Photo via Fortune
When Josh Smith left his job as a lineman during the pandemic, he wasn't abandoning stability for uncertainty—he was pursuing a vision he'd nurtured for two decades. According to Fortune, Smith had registered Montana Knife Company at age 19 and spent the subsequent years perfecting knife-making as both craft and passion. His leap into full-time entrepreneurship at 39 demonstrates a growing trend among Charlotte-area professionals who are leveraging pandemic flexibility to launch ventures rooted in deep technical expertise.
Smith's journey from backyard operation to a $50 million company reflects the potential of hands-on manufacturing and direct-to-consumer business models. By combining mastery of his trade with entrepreneurial ambition, he created a company that likely resonates with consumers seeking quality craftsmanship over mass production. For Charlotte business leaders in traditional industries, his story underscores how specialized skills can form the foundation of high-growth ventures when paired with modern distribution and marketing strategies.
The pandemic accelerated Smith's timeline, but his success wasn't overnight—it was built on two decades of preparation. This distinction matters for Charlotte entrepreneurs considering career pivots. Rather than abandoning expertise for untested concepts, Smith's approach involved waiting until both market conditions and personal readiness aligned. His willingness to invest 20 years in mastery before scaling demonstrates the value of patience and skill development in building sustainable ventures.

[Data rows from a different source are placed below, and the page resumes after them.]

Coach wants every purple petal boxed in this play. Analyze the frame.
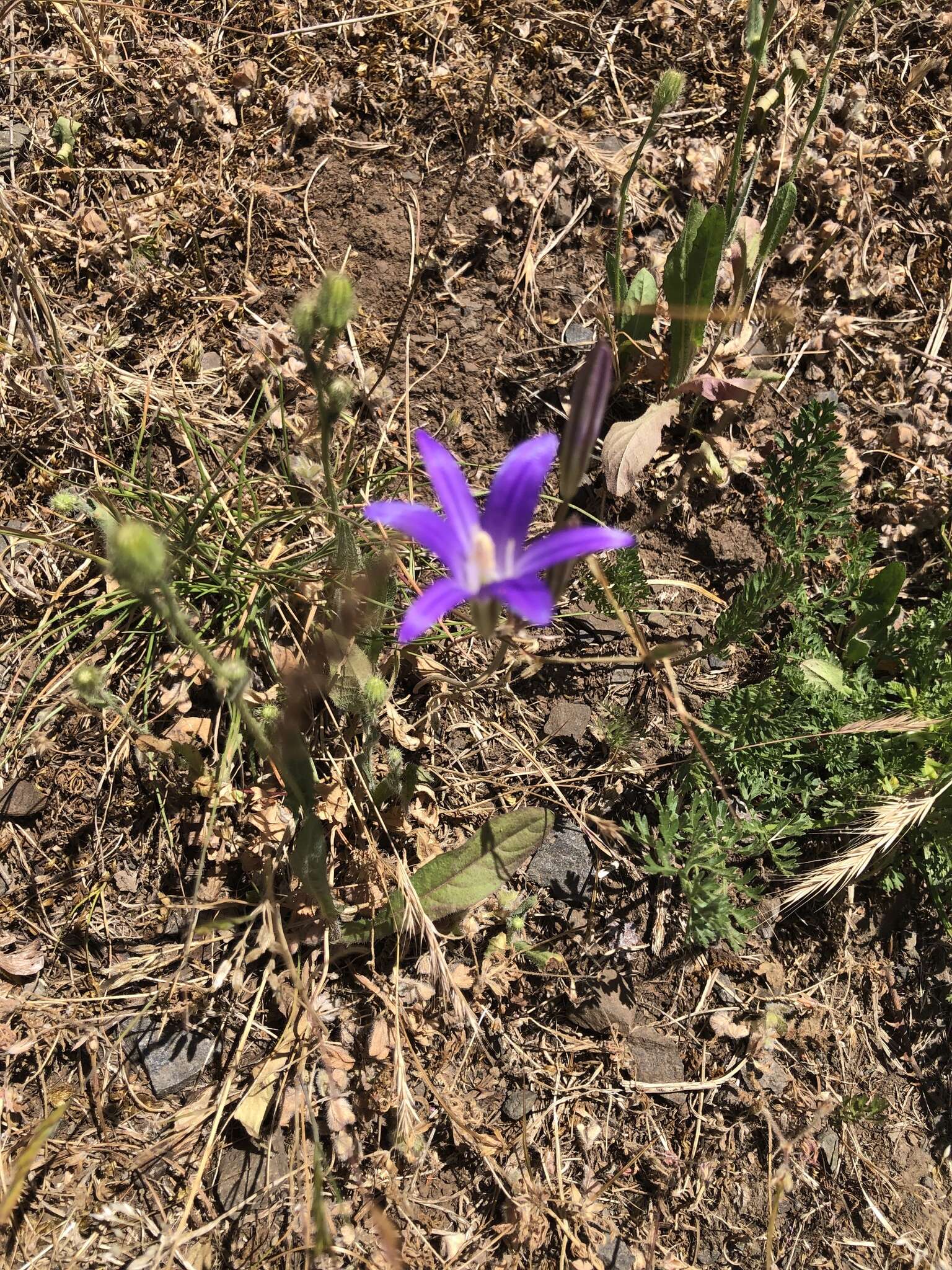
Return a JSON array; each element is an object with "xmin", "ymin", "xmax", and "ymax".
[
  {"xmin": 397, "ymin": 578, "xmax": 470, "ymax": 644},
  {"xmin": 414, "ymin": 428, "xmax": 480, "ymax": 555},
  {"xmin": 482, "ymin": 432, "xmax": 558, "ymax": 553},
  {"xmin": 515, "ymin": 525, "xmax": 635, "ymax": 575},
  {"xmin": 486, "ymin": 573, "xmax": 552, "ymax": 626},
  {"xmin": 363, "ymin": 503, "xmax": 459, "ymax": 571}
]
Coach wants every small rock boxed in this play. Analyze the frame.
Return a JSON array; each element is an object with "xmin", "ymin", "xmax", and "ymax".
[
  {"xmin": 886, "ymin": 423, "xmax": 919, "ymax": 450},
  {"xmin": 551, "ymin": 198, "xmax": 573, "ymax": 229},
  {"xmin": 575, "ymin": 977, "xmax": 637, "ymax": 1031},
  {"xmin": 526, "ymin": 829, "xmax": 593, "ymax": 903},
  {"xmin": 214, "ymin": 1133, "xmax": 289, "ymax": 1212},
  {"xmin": 545, "ymin": 701, "xmax": 591, "ymax": 740},
  {"xmin": 562, "ymin": 321, "xmax": 596, "ymax": 344},
  {"xmin": 0, "ymin": 781, "xmax": 47, "ymax": 820},
  {"xmin": 818, "ymin": 1129, "xmax": 839, "ymax": 1173},
  {"xmin": 131, "ymin": 1018, "xmax": 214, "ymax": 1099},
  {"xmin": 503, "ymin": 1090, "xmax": 538, "ymax": 1120},
  {"xmin": 626, "ymin": 1024, "xmax": 684, "ymax": 1085},
  {"xmin": 566, "ymin": 613, "xmax": 625, "ymax": 645},
  {"xmin": 756, "ymin": 1053, "xmax": 790, "ymax": 1097},
  {"xmin": 598, "ymin": 1235, "xmax": 635, "ymax": 1270}
]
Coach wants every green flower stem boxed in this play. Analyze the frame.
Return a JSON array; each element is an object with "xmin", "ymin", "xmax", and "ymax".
[
  {"xmin": 790, "ymin": 0, "xmax": 857, "ymax": 180},
  {"xmin": 149, "ymin": 582, "xmax": 338, "ymax": 925},
  {"xmin": 723, "ymin": 0, "xmax": 777, "ymax": 223},
  {"xmin": 612, "ymin": 107, "xmax": 661, "ymax": 319}
]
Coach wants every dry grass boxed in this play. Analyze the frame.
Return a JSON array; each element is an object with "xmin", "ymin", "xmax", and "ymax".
[{"xmin": 0, "ymin": 0, "xmax": 950, "ymax": 1270}]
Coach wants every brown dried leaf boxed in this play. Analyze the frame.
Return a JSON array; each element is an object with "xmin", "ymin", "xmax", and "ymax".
[
  {"xmin": 602, "ymin": 397, "xmax": 681, "ymax": 498},
  {"xmin": 0, "ymin": 938, "xmax": 46, "ymax": 979}
]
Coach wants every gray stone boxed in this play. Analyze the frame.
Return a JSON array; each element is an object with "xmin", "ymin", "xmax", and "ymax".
[
  {"xmin": 562, "ymin": 321, "xmax": 596, "ymax": 344},
  {"xmin": 0, "ymin": 120, "xmax": 33, "ymax": 165},
  {"xmin": 566, "ymin": 613, "xmax": 625, "ymax": 644},
  {"xmin": 818, "ymin": 1129, "xmax": 839, "ymax": 1175},
  {"xmin": 526, "ymin": 829, "xmax": 593, "ymax": 904},
  {"xmin": 598, "ymin": 1235, "xmax": 635, "ymax": 1270},
  {"xmin": 130, "ymin": 1018, "xmax": 214, "ymax": 1099},
  {"xmin": 214, "ymin": 1132, "xmax": 289, "ymax": 1212},
  {"xmin": 545, "ymin": 701, "xmax": 591, "ymax": 740},
  {"xmin": 503, "ymin": 1090, "xmax": 538, "ymax": 1120}
]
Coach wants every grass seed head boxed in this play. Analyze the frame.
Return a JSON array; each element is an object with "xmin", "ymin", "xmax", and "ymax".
[{"xmin": 651, "ymin": 70, "xmax": 684, "ymax": 114}]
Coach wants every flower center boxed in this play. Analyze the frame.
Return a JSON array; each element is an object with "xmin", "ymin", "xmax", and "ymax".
[{"xmin": 470, "ymin": 530, "xmax": 498, "ymax": 590}]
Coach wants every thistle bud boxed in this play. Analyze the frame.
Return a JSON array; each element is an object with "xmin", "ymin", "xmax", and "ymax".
[
  {"xmin": 317, "ymin": 273, "xmax": 354, "ymax": 332},
  {"xmin": 50, "ymin": 489, "xmax": 89, "ymax": 518},
  {"xmin": 289, "ymin": 292, "xmax": 321, "ymax": 353},
  {"xmin": 105, "ymin": 521, "xmax": 165, "ymax": 596},
  {"xmin": 558, "ymin": 339, "xmax": 614, "ymax": 502},
  {"xmin": 70, "ymin": 665, "xmax": 105, "ymax": 706},
  {"xmin": 363, "ymin": 674, "xmax": 390, "ymax": 710},
  {"xmin": 651, "ymin": 70, "xmax": 684, "ymax": 114}
]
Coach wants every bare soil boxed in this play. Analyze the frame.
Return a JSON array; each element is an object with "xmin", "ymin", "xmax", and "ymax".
[{"xmin": 0, "ymin": 0, "xmax": 952, "ymax": 1270}]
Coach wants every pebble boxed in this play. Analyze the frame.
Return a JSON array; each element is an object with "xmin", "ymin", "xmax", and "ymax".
[
  {"xmin": 598, "ymin": 1235, "xmax": 635, "ymax": 1270},
  {"xmin": 214, "ymin": 1132, "xmax": 289, "ymax": 1212},
  {"xmin": 562, "ymin": 321, "xmax": 596, "ymax": 344},
  {"xmin": 526, "ymin": 829, "xmax": 594, "ymax": 904},
  {"xmin": 130, "ymin": 1018, "xmax": 214, "ymax": 1099},
  {"xmin": 503, "ymin": 1090, "xmax": 538, "ymax": 1120},
  {"xmin": 0, "ymin": 781, "xmax": 47, "ymax": 820}
]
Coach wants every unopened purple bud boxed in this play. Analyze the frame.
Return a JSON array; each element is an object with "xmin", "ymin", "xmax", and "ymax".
[{"xmin": 558, "ymin": 339, "xmax": 614, "ymax": 502}]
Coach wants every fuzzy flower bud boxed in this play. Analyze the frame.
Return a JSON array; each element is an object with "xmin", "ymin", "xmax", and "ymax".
[
  {"xmin": 288, "ymin": 292, "xmax": 320, "ymax": 353},
  {"xmin": 317, "ymin": 273, "xmax": 354, "ymax": 332},
  {"xmin": 70, "ymin": 664, "xmax": 105, "ymax": 706},
  {"xmin": 651, "ymin": 70, "xmax": 684, "ymax": 114},
  {"xmin": 218, "ymin": 657, "xmax": 249, "ymax": 701},
  {"xmin": 105, "ymin": 521, "xmax": 165, "ymax": 596},
  {"xmin": 326, "ymin": 375, "xmax": 354, "ymax": 419},
  {"xmin": 363, "ymin": 674, "xmax": 390, "ymax": 710},
  {"xmin": 50, "ymin": 489, "xmax": 89, "ymax": 517},
  {"xmin": 558, "ymin": 339, "xmax": 614, "ymax": 502}
]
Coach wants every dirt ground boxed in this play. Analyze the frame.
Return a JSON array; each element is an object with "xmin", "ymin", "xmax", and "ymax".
[{"xmin": 0, "ymin": 0, "xmax": 952, "ymax": 1270}]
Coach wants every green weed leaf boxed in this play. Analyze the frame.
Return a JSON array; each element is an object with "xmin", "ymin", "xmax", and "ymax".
[
  {"xmin": 800, "ymin": 657, "xmax": 848, "ymax": 695},
  {"xmin": 754, "ymin": 180, "xmax": 797, "ymax": 273},
  {"xmin": 342, "ymin": 808, "xmax": 552, "ymax": 944},
  {"xmin": 664, "ymin": 200, "xmax": 726, "ymax": 388}
]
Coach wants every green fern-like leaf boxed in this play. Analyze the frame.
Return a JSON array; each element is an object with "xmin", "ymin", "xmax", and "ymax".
[
  {"xmin": 703, "ymin": 564, "xmax": 797, "ymax": 653},
  {"xmin": 764, "ymin": 401, "xmax": 850, "ymax": 560}
]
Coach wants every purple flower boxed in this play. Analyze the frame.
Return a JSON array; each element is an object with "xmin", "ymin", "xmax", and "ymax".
[{"xmin": 363, "ymin": 428, "xmax": 633, "ymax": 644}]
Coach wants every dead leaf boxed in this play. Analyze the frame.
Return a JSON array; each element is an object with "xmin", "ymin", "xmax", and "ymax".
[
  {"xmin": 316, "ymin": 785, "xmax": 350, "ymax": 829},
  {"xmin": 82, "ymin": 208, "xmax": 109, "ymax": 238},
  {"xmin": 165, "ymin": 715, "xmax": 212, "ymax": 745},
  {"xmin": 386, "ymin": 701, "xmax": 430, "ymax": 749},
  {"xmin": 0, "ymin": 938, "xmax": 46, "ymax": 979},
  {"xmin": 159, "ymin": 680, "xmax": 192, "ymax": 714},
  {"xmin": 246, "ymin": 786, "xmax": 294, "ymax": 846},
  {"xmin": 367, "ymin": 1015, "xmax": 394, "ymax": 1063},
  {"xmin": 602, "ymin": 397, "xmax": 679, "ymax": 498},
  {"xmin": 711, "ymin": 1010, "xmax": 750, "ymax": 1040},
  {"xmin": 674, "ymin": 375, "xmax": 760, "ymax": 401},
  {"xmin": 235, "ymin": 1028, "xmax": 294, "ymax": 1138}
]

For Charlotte's entrepreneurial community, Smith's trajectory offers practical lessons: develop a genuine specialization, build your concept gradually, and recognize when external conditions create opportunity. His backyard-to-$50-million story isn't purely inspirational—it's a data point suggesting that the region's skilled workforce and manufacturing heritage remain competitive advantages in an era increasingly skeptical of venture-capital-backed shortcuts.